Research on how aesthetic objects instigate socio-political change receives prestigious ERC grant
The artist and researcher Tintin Wulia secures 1.5 million Euro to reveal how aesthetic objects instigate socio-political change. The grant, which is awarded by the European Research Fund, ERC, is one of the largest and most prestigious an early-career researcher can receive.
About Tintin Wulia
Tintin Wulia is an internationally practising artist and researcher who joined the University of Gothenburg in 2018, with a Postdoctoral Fellowship in design, craft and society with a focus on migration. Wulia's practice-based research pivots on the complexities of borders. She currently works as Research Project Leader at the university’s department HDK-Valand – Academy of Art and Design.
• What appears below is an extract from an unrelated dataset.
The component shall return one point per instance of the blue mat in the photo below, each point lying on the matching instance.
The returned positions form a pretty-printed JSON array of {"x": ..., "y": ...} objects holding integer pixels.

Her project, Protocols of Killings (funded by Swedish Research Council) probes the connection between violence, distance, and accountability by linking the protocols surrounding the Indonesian 1965-66 massacres – as a form of hyperdistant killings – with those of drone warfare’s technologies of the future.
ERC Starting Grants
ERC, European Research Council, was started by the EU in 2007 and is one of the largest research funders in Europe. Thousands of newly appointed researchers within all subject areas and from all over the world apply for their Starting Grants every year. Of these, just over ten percent get their application approved: the best early-career researchers in the world. Therefore, the grant - in addition to being unusually large and thus enable research in a significant scale - is also very prestigious.
ERC Starting Grant is aimed at new researchers, two to seven years after completing a doctoral degree. Grant amount is up to EUR 1.5 million for a maximum period of five years, with the possibility of an additional EUR 1 million for special costs. The grant is part of the EU's research and innovation program, Horizon Europe.
This is the first time that a researcher at the Faculty of Fine, Applied and Performing Arts, at the University of Gothenburg, receives the grant.